I swung into Bojangles this morning for a box of hot chicken and biscuits.

When I realized the meal I ordered didn’t come with quite enough for everyone, I went back to buy a few extra biscuits. The woman at the counter waved my credit card off and said, “I got you honey”, and added a few biscuits free of charge.

The error was mine, but she easily and gladly bore the cost and made sure I was happy.

I’m also dealing with the SC dept of revenue this week. Some clerical error has them believing that all of the 2017 revenue for Praxis was to me personally, and that I owe unpaid taxes on it. I can show them articles of incorporation, bank documents, and every other proof that it was company income which was taxed and reported already, but since some form two years ago had improperly been tied to me, they can’t just fix it. It’s still unclear whether the mistake was on me, them, or Intuit Quickbooks. But even though the rep there knows it’s not correct, she’s powerless. I can show her stuff but she can’t undo the paperwork. I could offer her money to fix it and she still couldn’t.

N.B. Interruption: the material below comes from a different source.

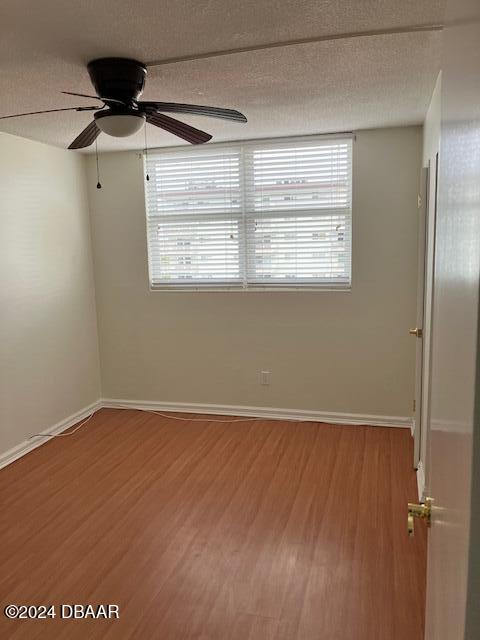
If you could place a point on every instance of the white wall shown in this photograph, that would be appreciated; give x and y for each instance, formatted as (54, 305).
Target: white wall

Unlike the Bojangles employee, the woman working for the bureaucracy has no agency. She has no ability to read the situation, adjust, and do the simple thing that gets the spirit of the law right despite errors in the letter.

This is what drives people to madness when dealing with bureaucracy. They aren’t dealing with humans or common sense or decency or logic.

Bojangles is better than the government. Why? Competition. Voluntary entry and exit. The need to win customer dollars instead of take them with armed agents.

That’s it. All the other stuff emerges out of that ugly fact.

Bojangles doesn’t throw you in a cage if you don’t buy their product. Government does.